Der 4. Senat hat hierzu entschieden,
dass der Ausschluss arbeitsuchender Unionsbürger von SGB II-Leistungen
auch für diejenigen Unionsbürger greift ("erst-recht"), die über kein
Aufenthaltsrecht nach dem Freizügigkeitsgesetz oder dem
Aufenthaltsgesetz verfügen. Auch bei fehlender
Freizügigkeitsberechtigung sind aber zumindest Sozialhilfeleistungen im
Ermessenswege zu erbringen. Im Falle eines verfestigten Aufenthalts -
über sechs Monate - ist dieses Ermessen aus Gründen der Systematik des
Sozialhilferechts und der verfassungsrechtlichen Vorgaben des
Bundesverfassungsgerichts in der Weise reduziert, dass regelmäßig
zumindest Hilfe zum Lebensunterhalt in gesetzlicher Höhe zu erbringen
ist.
Im Falle eines griechischen Staatsangehörigen, der nach
einer kurzen sozialversicherungspflichtigen Beschäftigung Ende
2011/Anfang 2012 SGB II-Leistungen auch für die Zeit ab Februar 2013
begehrt, ist das zusprechende Urteil des Landessozialgerichts auf die
Revision des Jobcenters aufgehoben und die Sache zur Klärung der
Aufenthaltsrechte im streitigen Zeitraum zurückverwiesen worden. Der
formell und materiell wirksame Vorbehalt der Bundesregierung zum
Europäischen Fürsorgeabkommen schließt SGB II-Leistungen, nicht jedoch
Sozialhilfeleistungen in gesetzlicher Höhe an den Kläger aus (B 4 AS
59/13 R).
Die Kläger im Verfahren B 4 AS 44/15 R, eine bereits
2008 nach Deutschland zugezogene Familie rumänischer
Staatsangehörigkeit, unterfallen zwar dem Leistungsausschluss für
Leistungen der Grundsicherung für Arbeitsuchende. Wegen ihres
verfestigten Aufenthalts in Deutschland haben sie jedoch Anspruch auf
Hilfe zum Lebensunterhalt in gesetzlicher Höhe. Der beigeladene
Sozialhilfeträger wurde verurteilt, diese Leistungen zu erbringen.

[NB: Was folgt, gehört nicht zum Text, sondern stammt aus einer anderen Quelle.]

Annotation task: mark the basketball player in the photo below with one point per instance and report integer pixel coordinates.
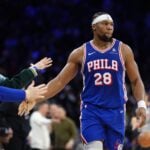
(103, 62)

In dem dritten Verfahren ("Alimanovic") hat der 4. Senat das Urteil des
Landessozialgerichts auf die Revision des Jobcenters aufgehoben. Zwar
waren die Kläger, eine seit langem im Bundesgebiet lebende Mutter mit
drei Kindern schwedischer Staatsangehörigkeit, die nur in kürzeren
Beschäftigungen beziehungsweise Arbeitsgelegenheiten tätig waren, als
Arbeitsuchende von SGB II-Leistungen ausgeschlossen. Es ist jedoch noch
zu prüfen, ob sich die Kläger auf andere Aufenthaltsrechte im
Zusammenhang mit der Ausbildung und Integration der Kinder im
Bundesgebiet berufen können.
Az.: B 4 AS 59/13 R
G. ./. Jobcenter Frankfurt am Main
Az.: B 4 AS
44/15 R
1. I.M., 2. R.M., 3. D.V.S. ./. Integrationscenter für
Arbeit
Gelsenkirchen; beigeladen: Stadt Gelsenkirchen
Az.: B 4 AS
43/15 R
1. N.A., 2. S.A., 3. V.A., 4. V.A. ./. Jobcenter Berlin
Neukölln
Hinweis
auf die Rechtslage:
§ 7 Abs 1 SGB II
(1) Leistungen nach diesem Buch erhalten Personen, die
…
4. ihren gewöhnlichen Aufenthalt in der Bundesrepublik
Deutschland haben (erwerbsfähige Leistungsberechtigte).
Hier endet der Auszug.